Afgan kız çocuklarının altıncı sınıftan sonra resmi eğitime erişimlerinin engellenmesinin üzerinden neredeyse 1200 gün geçtiğini kaydeden Otunbayeva, "Kadınlar ve kız çocukları, hayatın neredeyse her alanından giderek siliniyor" dedi.

"Diyalog, normalleşme ve tanıma anlamına gelmez, izolasyonu engeller"

Otunbayeva, Afganistan yönetiminin karar alma sürecinde hala iç dinamiklere odaklandığını belirterek, "BM, Afgan halkının, ülkenin uluslararası topluma yeniden entegre olmasının sağlayacağı faydaları göstermeye odaklanan tutarlı bir yaklaşım izliyor" dedi.

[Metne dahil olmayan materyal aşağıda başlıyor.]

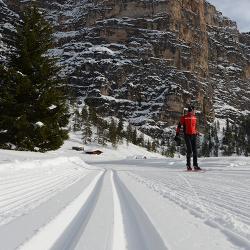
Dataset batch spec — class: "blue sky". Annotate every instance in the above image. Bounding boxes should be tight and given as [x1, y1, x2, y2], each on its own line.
[207, 0, 250, 32]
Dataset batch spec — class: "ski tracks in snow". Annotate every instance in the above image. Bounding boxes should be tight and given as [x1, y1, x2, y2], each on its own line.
[14, 170, 168, 250]
[0, 159, 250, 250]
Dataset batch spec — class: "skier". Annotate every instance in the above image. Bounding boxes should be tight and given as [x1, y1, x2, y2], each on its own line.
[175, 105, 201, 171]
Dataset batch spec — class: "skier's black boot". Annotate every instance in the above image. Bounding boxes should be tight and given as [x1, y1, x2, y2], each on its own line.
[194, 166, 202, 171]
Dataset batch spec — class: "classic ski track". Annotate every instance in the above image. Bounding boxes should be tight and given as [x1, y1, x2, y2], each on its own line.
[51, 170, 106, 250]
[113, 171, 168, 250]
[0, 169, 89, 225]
[127, 170, 250, 245]
[0, 172, 83, 211]
[19, 170, 104, 250]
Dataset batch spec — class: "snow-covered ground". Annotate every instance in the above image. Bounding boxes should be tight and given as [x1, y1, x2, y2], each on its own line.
[0, 135, 250, 250]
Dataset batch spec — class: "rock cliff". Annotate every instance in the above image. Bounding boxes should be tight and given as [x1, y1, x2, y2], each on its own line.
[0, 0, 250, 137]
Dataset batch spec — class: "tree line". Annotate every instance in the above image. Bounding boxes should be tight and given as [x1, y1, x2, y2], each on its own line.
[72, 105, 158, 152]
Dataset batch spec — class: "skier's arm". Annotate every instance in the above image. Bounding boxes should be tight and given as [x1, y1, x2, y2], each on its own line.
[176, 116, 184, 136]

BM'nin yetkililerle insan hakları ve tutuklulara erişim gibi belirli konularda yapıcı görüşmeler yaptığını söyleyen Otunbayeva, "Daha önce de vurguladığım gibi, diyalog, normalleşme veya tanıma anlamına gelmez. Bu, Afganistan'ın izolasyonunu veya daha kötüsü, yeniden bir çatışma sürecine sürüklenmesini önlemek için sürekli iletişim kurmanın bir yoludur" ifadelerini kullandı.

Otunbayeva, BM'nin "angajman" ilkesini sürdürmesine ve işe yaramadığı gerekçesiyle eleştirilmesine değinerek, "Baskı ve kınamanın da işe yaramadığını görüyoruz. Eğer bunlar da ileriye dönük angajman ilkesiyle yürütülmezse Afganistan'ın izolasyonuna yol açar. İzolasyon ise çözüm değil." diye konuştu.

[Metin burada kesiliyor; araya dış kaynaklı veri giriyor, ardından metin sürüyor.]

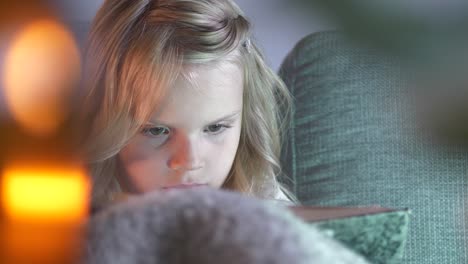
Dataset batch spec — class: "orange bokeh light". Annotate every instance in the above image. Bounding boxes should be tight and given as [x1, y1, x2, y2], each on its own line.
[3, 19, 80, 136]
[1, 166, 90, 223]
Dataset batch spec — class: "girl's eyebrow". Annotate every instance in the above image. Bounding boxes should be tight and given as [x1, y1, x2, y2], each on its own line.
[209, 110, 241, 124]
[146, 110, 242, 127]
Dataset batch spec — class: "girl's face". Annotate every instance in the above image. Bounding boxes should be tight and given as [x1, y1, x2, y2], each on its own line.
[119, 62, 243, 193]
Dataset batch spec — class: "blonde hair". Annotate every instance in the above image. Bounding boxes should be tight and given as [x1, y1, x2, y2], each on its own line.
[83, 0, 291, 204]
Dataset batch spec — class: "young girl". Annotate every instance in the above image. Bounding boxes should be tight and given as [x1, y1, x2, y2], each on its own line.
[82, 0, 291, 206]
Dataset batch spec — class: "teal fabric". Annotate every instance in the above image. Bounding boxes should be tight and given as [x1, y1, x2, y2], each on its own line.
[313, 210, 409, 264]
[280, 32, 468, 264]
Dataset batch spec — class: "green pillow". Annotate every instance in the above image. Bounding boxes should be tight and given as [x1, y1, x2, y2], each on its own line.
[280, 29, 468, 264]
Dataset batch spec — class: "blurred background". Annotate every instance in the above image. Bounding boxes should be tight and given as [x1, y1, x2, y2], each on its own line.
[50, 0, 334, 70]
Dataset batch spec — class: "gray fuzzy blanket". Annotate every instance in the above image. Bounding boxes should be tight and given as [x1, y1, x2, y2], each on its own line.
[83, 187, 366, 264]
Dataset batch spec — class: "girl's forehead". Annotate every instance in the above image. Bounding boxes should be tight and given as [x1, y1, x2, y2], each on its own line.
[178, 60, 243, 87]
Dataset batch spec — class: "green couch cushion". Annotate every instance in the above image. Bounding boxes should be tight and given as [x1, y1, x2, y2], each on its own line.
[280, 32, 468, 263]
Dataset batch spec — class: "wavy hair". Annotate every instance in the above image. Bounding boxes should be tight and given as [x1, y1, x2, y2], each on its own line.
[82, 0, 291, 204]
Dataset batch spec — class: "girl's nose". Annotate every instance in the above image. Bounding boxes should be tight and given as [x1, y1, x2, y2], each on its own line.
[167, 136, 203, 171]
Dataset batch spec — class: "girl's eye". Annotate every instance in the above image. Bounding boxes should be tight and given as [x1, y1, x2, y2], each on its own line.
[143, 126, 170, 137]
[206, 124, 230, 134]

"Afganistan'daki nüfusun yarısı desteğe ihtiyaç duyuyor"

BM İnsani İşlerden Sorumlu Genel Sekreter Yardımcısı ve Acil Yardım Koordinatörü Tom Fletcher da Afganistan'ın artık nadiren manşetlere konu olduğuna ancak ülkenin derin bir insani krizle boğuşmaya devam ettiğine dikkati çekti.

Ülke ekonomisinin son derece kırılgan durumda bulunduğunu ve nüfusun neredeyse yarısının yoksulluk içinde yaşadığını belirten Fletcher, bu yılki aşırı hava olaylarının binlerce Afgan'ın hayvanlarını, tarım ürünlerini ve evlerini kaybetmesine neden olduğunu söyledi.

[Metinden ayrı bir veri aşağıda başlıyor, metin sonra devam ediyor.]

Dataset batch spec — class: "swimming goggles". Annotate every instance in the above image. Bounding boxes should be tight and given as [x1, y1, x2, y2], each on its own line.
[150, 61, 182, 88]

Fletcher, "Temel hizmetler üzerindeki yük giderek artıyor. Nüfusun yüzde 33'ünden fazlası sağlık hizmetlerine erişemiyor. Her üç Afgan'dan biri, gıda güvencesinden yoksun durumda. Yetersiz beslenme oranları alarm verici seviyelere ulaştı ve artmaya devam ediyor" uyarısında bulundu.

Komşu ülkelerden Afganistan'a geri dönenlerin sayısının yalnızca bu yıl bir milyonu aştığına dikkati çeken Fletcher, bu durumun baskıyı daha da arttırdığını dile getirdi.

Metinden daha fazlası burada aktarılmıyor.